Which issue does this PR close?

Closes #4723.

Rationale for this change

The native Iceberg scan returned more rows than Spark on MOR tables with positional deletes (the reporter in #4723 saw ~42% extra rows and a WARN CometIcebergNativeScan: Failed to serialize delete file: null). Root cause: the JVM serializer sized each delete file with a FileIO.getLength() HEAD on a reconstructed FileIO, and on any failure (e.g. a path the reconstructed FileIO could not resolve) it silently dropped the delete file. Dropped deletes mean deleted rows leak back into the scan, producing wrong counts and inflated aggregates.

The size was never needed on the JVM side. iceberg-rust seeks each delete file's Parquet footer from file_size_in_bytes, and the native scan already holds a working FileIO (the one that reads the data files). So the native side can stat the delete file itself, with the same FileIO, instead of trusting a fragile JVM-side HEAD or the manifest value (which is itself untrustworthy, see apache/iceberg#12554). A delete file that genuinely cannot be sized now fails the query loudly instead of being dropped.
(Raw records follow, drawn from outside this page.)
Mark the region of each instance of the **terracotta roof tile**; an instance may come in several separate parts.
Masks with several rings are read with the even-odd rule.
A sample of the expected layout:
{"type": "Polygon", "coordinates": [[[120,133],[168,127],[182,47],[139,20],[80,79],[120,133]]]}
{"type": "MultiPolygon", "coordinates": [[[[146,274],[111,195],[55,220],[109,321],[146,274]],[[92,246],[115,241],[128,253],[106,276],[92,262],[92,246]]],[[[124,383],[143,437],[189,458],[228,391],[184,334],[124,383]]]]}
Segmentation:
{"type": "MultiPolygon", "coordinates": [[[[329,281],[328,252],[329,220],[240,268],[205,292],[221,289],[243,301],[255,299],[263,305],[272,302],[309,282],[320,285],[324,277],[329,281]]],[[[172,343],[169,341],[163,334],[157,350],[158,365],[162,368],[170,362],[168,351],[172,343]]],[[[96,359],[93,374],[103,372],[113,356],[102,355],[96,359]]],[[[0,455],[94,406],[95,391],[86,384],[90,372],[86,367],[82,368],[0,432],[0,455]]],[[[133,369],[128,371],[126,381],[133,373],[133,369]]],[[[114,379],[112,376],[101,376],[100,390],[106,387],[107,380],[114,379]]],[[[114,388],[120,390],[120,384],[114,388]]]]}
What changes are included in this PR?

  • Stop sizing delete files on the JVM side and remove file_size_in_bytes from the IcebergDeleteFile proto message. A delete file whose path cannot be extracted is now fatal rather than silently skipped.
  • Native scan fills each unique delete file's size as the first step of the FileScanTaskStream, statting via FileIO::new_input(path).metadata() on the iceberg runtime (deduped, concurrent). A stat failure is fatal and surfaces as a query error, never a silent row leak.

How are these changes tested?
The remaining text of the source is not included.